Quand j’étais petit, ma maman lavait le linge avec Bonux, la lessive des champions. Même que ça sentait super bon. Mais le plus chouette avec Bonux, c’était quand même le cadeau. J’en étais presque à me rouler dans la boue tous les jours pour qu’on lave le linge plus souvent et que je puisse avoir d’autres Kikis (presque, j’ai dit), parce que les Kikis, c’était vraiment super génial (vingt ans plus tard, rien n’a changé).

Après les Kikis, ils ont eu cette idée de génie de sortir les lucioles. C’était encore plus fabuleux, parce que ça brillait. Plein de petites bêtes en forme de vers immondes avec des ailes et qui s’éclairaient dans le noir, youhouuu !
Le jour où j’ai compris comment ça marchait, j’ai eu une super idée.

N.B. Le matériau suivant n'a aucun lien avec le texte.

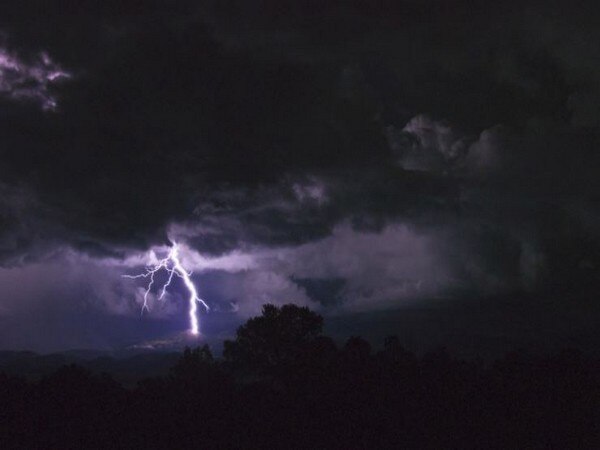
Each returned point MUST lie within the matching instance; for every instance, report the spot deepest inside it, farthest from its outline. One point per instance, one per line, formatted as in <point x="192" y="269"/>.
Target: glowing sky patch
<point x="172" y="265"/>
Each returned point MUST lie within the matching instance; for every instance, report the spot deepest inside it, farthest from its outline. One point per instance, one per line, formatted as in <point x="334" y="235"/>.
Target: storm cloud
<point x="348" y="156"/>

Ah, les lucioles emmagasinent de la lumière qu’elles renvoient dans le noir, ou un truc dans le genre (oui, c’est de la magie, et la magie, ça s’explique toujours par “ou un truc dans le genre”) ? Alors pour qu’elle phosphoresce encore plus, et que je devienne le maître du Monde, avec la luciole la plus brillante de toutes, j’avais pensé à en coincer une dans un abat-jour, juste au-dessus de l’ampoule, pour qu’elle récupère toute la lumière directement à la source.
Bien sûr, je l’ai oubliée et elle a fondu.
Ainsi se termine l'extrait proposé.